The new guide has two parts: the first covers every person with ADHD, and the second focuses on advice for specific patient groups – pregnant women, those with other conditions such as anxiety and depression, or substance use disorders, and many others.
It was developed by an advisory group of cross-disciplinary health professionals and people with lived experience of ADHD, and was peer-reviewed by Prof Allan Young, Chair of Mood Disorders at King’s College London, and Prof Philip Asherson, First UK Chair. Adult ADHD Network.
The guide suggests one approach for clinicians discussing a patient’s first choice of medication “is to be clear at the outset that there are several different medications licensed for the treatment of ADHD in Australia”.
The guidelines explain that stimulants – mostly Ritalin, which delivers methylphenidate, and Vyvanse, which delivers lisdexamfetamines – have the strongest evidence as first-line treatments, but it’s still impossible to predict how individuals will respond.
“It’s still trial and error to some degree,” says Coghill. “For people with ADHD, there is some imbalance in the way different parts of the brain communicate, and this leads to the symptoms of ADHD.”
“All the medications we use work in slightly different ways, but in the end they do very similar jobs, helping to strengthen some of the connections within different parts of the brain to balance that activity,” he says.
Coghill says medication is the only treatment available to truly improve the core symptoms of ADHD. But while the AADPA guide focuses on medication, the association emphasizes that the most successful approach to managing ADHD is a mix of strategies, including psychoeducation, cognitive therapy, ADHD coaching and more.
“Medication on its own does not teach you the skills. In addition, you need the other types of support that will help you learn or improve your skills in organization, in management.”
Prof Brenton Prosser, from the University of New South Wales’ public policy center and school of population health, has worked in the field of ADHD for more than 20 years and called the guide “a very important step forward”.
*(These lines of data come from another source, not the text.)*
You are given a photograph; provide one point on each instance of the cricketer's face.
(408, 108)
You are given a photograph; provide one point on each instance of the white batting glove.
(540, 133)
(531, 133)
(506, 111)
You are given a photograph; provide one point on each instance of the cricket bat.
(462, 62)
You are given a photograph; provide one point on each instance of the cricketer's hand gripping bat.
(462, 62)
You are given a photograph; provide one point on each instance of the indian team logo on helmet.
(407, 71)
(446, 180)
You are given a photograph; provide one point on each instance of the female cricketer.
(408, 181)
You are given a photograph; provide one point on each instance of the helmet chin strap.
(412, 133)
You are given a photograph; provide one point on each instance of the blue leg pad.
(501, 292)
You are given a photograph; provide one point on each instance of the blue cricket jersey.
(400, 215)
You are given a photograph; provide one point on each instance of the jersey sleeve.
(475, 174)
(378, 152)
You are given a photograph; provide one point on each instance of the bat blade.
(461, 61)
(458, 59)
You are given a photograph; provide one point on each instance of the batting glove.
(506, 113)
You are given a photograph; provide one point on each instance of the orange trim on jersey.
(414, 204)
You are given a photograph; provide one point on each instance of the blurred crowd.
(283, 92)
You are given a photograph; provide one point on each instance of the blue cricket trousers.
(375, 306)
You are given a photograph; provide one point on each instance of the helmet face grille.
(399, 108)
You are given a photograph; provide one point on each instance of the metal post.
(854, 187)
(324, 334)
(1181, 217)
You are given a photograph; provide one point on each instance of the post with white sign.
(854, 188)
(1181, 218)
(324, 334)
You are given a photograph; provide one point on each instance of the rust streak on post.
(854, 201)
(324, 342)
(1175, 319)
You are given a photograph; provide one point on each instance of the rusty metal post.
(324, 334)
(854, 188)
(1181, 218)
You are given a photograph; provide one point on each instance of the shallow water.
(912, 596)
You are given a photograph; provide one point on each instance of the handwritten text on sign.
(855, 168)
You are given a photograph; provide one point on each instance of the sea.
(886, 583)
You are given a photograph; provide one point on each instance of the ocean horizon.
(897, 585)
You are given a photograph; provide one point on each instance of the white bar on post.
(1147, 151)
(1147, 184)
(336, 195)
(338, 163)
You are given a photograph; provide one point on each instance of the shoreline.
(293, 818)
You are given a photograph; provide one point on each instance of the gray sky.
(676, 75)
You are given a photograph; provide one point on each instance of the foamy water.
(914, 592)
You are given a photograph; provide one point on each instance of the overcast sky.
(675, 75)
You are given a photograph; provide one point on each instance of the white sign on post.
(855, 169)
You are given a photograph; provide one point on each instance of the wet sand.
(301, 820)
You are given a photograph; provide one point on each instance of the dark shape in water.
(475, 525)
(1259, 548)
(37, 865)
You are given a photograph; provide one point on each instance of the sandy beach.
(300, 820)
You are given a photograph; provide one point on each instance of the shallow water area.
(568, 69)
Prosser says inconsistency in prescribing practices has been a consistent challenge, with particular differences between socio-economic groups, and urban and regional areas.
“At first, medication was mainly prescribed by psychiatrists, but over time it expanded to general practitioners. This guide will be helpful for this workforce to consistently get the right treatment to the right people with the right mix of medical and non-medical treatment,” says Prosser.